Composable Scrapy middlewares: API/session headers, debug, captcha polling/webhook, proxy rotation, smart retry.

Project description

scrapyx-mw

Composable Scrapy middlewares packaged for reuse across projects:

API / Session headers injection
Debug logging
Captcha (polling via 2captcha or CapSolver) or Captcha (webhook + sidecar SQLite store)
Proxy rotation with health checking
Smart retry with exponential backoff

This package is compatible with projects that store per-spider config under SERVICES[SPIDER_NAME_UPPER] (e.g., CAPTCHA_REQUIRED, SITE_KEY, HEADERS), as used in your compliance_scraper project.

📚 Documentation

Full Documentation - Complete documentation index
Deployment Guide - Production deployment instructions
Migration Guide - Migrate existing projects

Install (with uv)

From a project that consumes this plugin:

uv add -e ./libs/scrapyx-mw
# or publish and: uv add scrapyx-mw

🚀 Features

Core Middlewares

Session Management: Automatic session handling with configurable headers
API Request: Inject API-specific headers from spider configuration
Debug Logging: Comprehensive request/response logging for development

Captcha Solving

Multi-Provider Support: 2captcha and CapSolver providers
Polling Mode: Traditional polling-based captcha solving
Webhook Mode: Webhook-based captcha solving with fallback to polling
Configurable Timeouts: Customizable polling intervals and timeouts

Production Hardening

Telemetry: Track captcha solve attempts, success rates, and costs
Guardrails: Rate limiting, budget controls, and circuit breaker
Log Redaction: Automatically redact sensitive information from logs
Configuration Validation: Fail-fast validation of captcha settings

Advanced Features

Proxy Rotation: Intelligent proxy rotation with health checking
Smart Retry: Exponential backoff with jitter and circuit breaker
Scrapy Add-on: One-switch enablement of all features

Enable in your Scrapy project

In your project settings.py:

from scrapyx_mw import default_config, apply_downloader_middlewares, apply_spider_middlewares

# Toggle features here
SCRAPYX = default_config(
    api_request=True,
    session=True,
    debug=False,
    captcha="none",         # "none" | "polling" | "webhook"
    captcha_enabled=False,  # also controlled by env var CAPTCHA_ENABLED
    captcha_api_key="",     # required if captcha_enabled
    captcha_webhook_url="http://127.0.0.1:6801/webhook",
    session_headers={"Accept": "application/json"},
)

DOWNLOADER_MIDDLEWARES.update(apply_downloader_middlewares(globals(), SCRAPYX))
SPIDER_MIDDLEWARES.update(apply_spider_middlewares(globals(), SCRAPYX))

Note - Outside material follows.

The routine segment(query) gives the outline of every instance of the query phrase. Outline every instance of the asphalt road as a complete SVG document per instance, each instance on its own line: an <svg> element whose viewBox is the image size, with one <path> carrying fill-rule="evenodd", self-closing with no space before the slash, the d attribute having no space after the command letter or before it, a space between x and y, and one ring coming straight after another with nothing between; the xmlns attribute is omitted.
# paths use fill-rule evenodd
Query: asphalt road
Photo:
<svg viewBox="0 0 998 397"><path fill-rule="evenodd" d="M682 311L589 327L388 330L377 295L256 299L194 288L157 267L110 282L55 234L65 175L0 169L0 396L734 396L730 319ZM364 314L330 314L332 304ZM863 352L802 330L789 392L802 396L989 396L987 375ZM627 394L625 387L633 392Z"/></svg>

# Per-spider service configs, same shape as in your compliance_scraper:
SERVICES = {
    "EXAMPLE_SERVICE": {
        "CAPTCHA_REQUIRED": True,
        "SITE_KEY": "6Lxxxxxx...your-site-key...",
        "HEADERS": {"Accept": "text/html,application/xhtml+xml"}
    }
}

Note: Your spiders can keep using spider.service_config, spider.captcha_needed, and spider.site_key (as in your BaseComplianceSpider); this plugin is designed to read those fields.

Captcha options

Polling (captcha="polling"): middleware submits & polls 2captcha or CapSolver.
Webhook (captcha="webhook"): middleware submits with a callbackUrl and waits for the sidecar webhook receiver to store codes in SQLite for pickup.

Supported Providers

2captcha: Traditional polling-based captcha solving
CapSolver: Modern API-based captcha solving with JSON endpoints

Provider Configuration

# For 2captcha
CAPTCHA_PROVIDER = "2captcha"
CAPTCHA_API_KEY = "your-2captcha-key"
CAPTCHA_2CAPTCHA_BASE = "https://2captcha.com"  # optional
CAPTCHA_2CAPTCHA_METHOD = "userrecaptcha"       # optional

# For CapSolver
CAPTCHA_PROVIDER = "capsolver"
CAPTCHA_API_KEY = "your-capsolver-key"
CAPTCHA_CAPSOLVER_BASE = "https://api.capsolver.com"           # optional
CAPTCHA_CAPSOLVER_TASK_TYPE = "ReCaptchaV2TaskProxyLess"       # optional

Webhook sidecar

Run the included receiver next to Scrapyd (bind to 127.0.0.1 by default):

uv run python -m scrapyx_mw.scrapyd.webhook_service
# Health: GET http://127.0.0.1:6801/health
# Webhook: POST from 2captcha to /webhook (id, code)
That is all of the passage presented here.